Diary of a Panic Attack 

6.15pm. She’s had a busy day. Didn’t really have too much much time to think. She hasn’t thought about me once. That’ll make my visit all the more a surprise, I’ll show up around the usual hour.

 

10.30pm. She’s in bed a little earlier tonight. She must be tired. Shame I’ll have to wake her up soon. It’ll be the usual, a pounding heart beat, exactly one hour after she dozes off. It’ll thump so hard in her chest she will hear it in her ears. And then she’ll start to swallow frantically as she feels like a lump in her throat is blocking her airway, her throat will start to close in on her.

 

11.33pm. Right on schedule. She’s already up in the bathroom staring at her pupils. I know what she’s looking for, signs of something neurological, she’ll even lift her arms and repeat her name as she checks for signs of stroke. All she’ll find are tired blood shot eyes as she stares into the lights watching her pupils constrict and dilate.

 

11.34pm. She’s in the kitchen now, pacing. Holding her finger on the dial pad, her other hand checking her pulse. Will she phone the ambulance tonight? Will she lose this battle. She’s going through names in her head on who to call, who could possibly be awake at this hour, who could help her through this one?

 

11.35pm. She’s certain her times up. She’s back in her room begging her husband to phone an ambulance. I’ve managed to get a tighter hold on her chest, she’s describing me to him like someone stepping on her chest with both feet. Her head is spinning violently and by this stage I’ve managed to make both her hands completely numb.

 

11.40pm. Her husbands taken her phone from her. He’s refused to call for help. She feels helpless but knows deep down he has done the right thing. I’m about to leave her now, slowly she’s regaining some sense of normality. A wave of exhaustion hits her, she buries her face and tears into her pillow as he holds her close. She knows she lost that round.

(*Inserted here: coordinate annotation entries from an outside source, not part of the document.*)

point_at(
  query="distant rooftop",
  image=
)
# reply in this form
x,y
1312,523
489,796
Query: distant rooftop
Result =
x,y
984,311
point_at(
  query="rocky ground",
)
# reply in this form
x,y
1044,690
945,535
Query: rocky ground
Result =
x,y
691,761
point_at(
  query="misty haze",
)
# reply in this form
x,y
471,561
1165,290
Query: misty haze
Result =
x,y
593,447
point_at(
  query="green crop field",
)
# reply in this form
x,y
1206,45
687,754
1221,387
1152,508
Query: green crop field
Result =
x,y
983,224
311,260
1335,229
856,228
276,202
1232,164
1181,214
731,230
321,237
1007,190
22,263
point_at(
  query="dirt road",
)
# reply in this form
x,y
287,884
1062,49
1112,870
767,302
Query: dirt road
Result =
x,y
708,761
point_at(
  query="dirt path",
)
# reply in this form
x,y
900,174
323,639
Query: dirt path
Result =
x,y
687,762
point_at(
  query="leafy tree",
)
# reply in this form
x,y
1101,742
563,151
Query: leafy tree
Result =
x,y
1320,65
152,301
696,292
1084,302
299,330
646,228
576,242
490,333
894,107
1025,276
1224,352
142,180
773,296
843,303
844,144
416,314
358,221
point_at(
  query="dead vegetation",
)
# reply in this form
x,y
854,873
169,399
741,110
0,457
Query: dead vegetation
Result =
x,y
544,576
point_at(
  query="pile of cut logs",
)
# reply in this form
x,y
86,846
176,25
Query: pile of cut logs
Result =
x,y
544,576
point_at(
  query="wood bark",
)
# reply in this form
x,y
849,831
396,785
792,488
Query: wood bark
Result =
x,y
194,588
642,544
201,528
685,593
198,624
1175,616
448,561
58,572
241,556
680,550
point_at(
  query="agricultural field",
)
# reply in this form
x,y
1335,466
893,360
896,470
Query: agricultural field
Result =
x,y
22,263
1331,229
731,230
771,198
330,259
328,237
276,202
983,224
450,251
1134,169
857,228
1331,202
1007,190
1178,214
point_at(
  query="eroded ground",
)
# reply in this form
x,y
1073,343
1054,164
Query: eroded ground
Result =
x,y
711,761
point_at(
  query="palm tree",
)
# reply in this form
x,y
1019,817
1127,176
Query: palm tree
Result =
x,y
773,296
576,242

I often imagine my panic in the 3rd person. Giving it a name, a shape, a colour, an image. I imagine a real entity because that’s exactly what those feelings and sensations are to me when they happen, they are real. Not all “in my head” or “made up”, but real physical and bodily changes that I experience on the regular. More than millions of people world wide have experienced the same or similar; that glitch in the system, their fight or flight response kicking in when it’s not required. If anyone reading has ever felt or experienced panic attacks please know you’re not alone – I find some relief in imaging them as an ugly beast that I can kick, punch and throw stuff at, when it does coming lurking in the night.